Although metal jewelry is usually reasonably sturdy, it can sometimes become damaged through regular use or accident. One common type of metal jewelry damage is cracking, which can occur when a piece of metal is dropped or knocked about. Cracks are fairly simple to repair, particularly if they are small, cosmetic defects. You can repair a crack in any type of metal, including silver, and in any type of jewelry design, such as a cuff bracelet.
Remove any gemstones from the bracelet and clean the surface of the bracelet with a polishing cloth. To remove the gemstones from a cabochon setting, which is made for flat-backed stones, gently pry the edges of the bezel away from the stone with a pair of pliers and pop the stone out. To remove stones from a pronged setting, gently pry apart the prong tips and shaft until the stone comes loose from the setting.
Set up a fireproof surface for your soldering workspace. Lay a large ceramic tile on top of a table and layer fire bricks over it.
Place the bracelet onto your fireproof surface with the cracked side facing upward. If necessary, you can attach the bracelet to a soldering clamp while you work.
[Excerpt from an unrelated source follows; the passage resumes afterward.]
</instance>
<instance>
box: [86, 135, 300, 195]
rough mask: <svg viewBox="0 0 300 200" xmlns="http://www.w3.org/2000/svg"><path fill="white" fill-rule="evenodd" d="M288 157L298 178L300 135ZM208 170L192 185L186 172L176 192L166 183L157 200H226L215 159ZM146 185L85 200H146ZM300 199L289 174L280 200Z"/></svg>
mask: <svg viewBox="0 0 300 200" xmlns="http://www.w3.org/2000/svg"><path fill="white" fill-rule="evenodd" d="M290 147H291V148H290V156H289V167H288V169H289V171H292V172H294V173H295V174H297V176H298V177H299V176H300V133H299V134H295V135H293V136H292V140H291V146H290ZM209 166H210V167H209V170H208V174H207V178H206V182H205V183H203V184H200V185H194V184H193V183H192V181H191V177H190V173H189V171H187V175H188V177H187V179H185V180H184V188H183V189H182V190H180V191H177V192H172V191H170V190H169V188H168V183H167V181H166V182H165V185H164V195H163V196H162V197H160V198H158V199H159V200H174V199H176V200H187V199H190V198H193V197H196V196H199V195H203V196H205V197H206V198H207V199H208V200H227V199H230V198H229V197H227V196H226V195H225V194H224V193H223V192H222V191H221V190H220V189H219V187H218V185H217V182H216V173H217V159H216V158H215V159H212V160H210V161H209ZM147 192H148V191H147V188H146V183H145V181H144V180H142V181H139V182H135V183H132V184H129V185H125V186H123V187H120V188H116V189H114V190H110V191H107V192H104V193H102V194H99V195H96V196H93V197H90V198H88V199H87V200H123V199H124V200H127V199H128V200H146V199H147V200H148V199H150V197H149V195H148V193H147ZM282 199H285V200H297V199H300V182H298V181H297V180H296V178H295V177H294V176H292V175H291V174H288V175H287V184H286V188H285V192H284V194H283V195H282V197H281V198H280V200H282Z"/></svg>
Make a paste by adding water to your flux. You need to add only a few drops of water for each tablespoon of flux. Paint a tiny amount of flux into the bracelet crack.
Cut a few tiny pieces of silver solder and lay them over the crack, evenly spaced. Use the tweezers if necessary.
Turn the soldering torch to a low flame. Move the flame over the surface of the bracelet in a slow, back-and-forth motion.
Remove the flame when the solder melts. Pick up the bracelet with the copper tongs and place it into the pickle pot.
Remove the bracelet from the pickle pot once it is cool enough to touch. Dry the bracelet.
Sand away the excess solder on the top of the bracelet, using increasingly finer grit sandpaper, until the bracelet surface becomes seamless.
Polish the bracelet with the polishing cloth.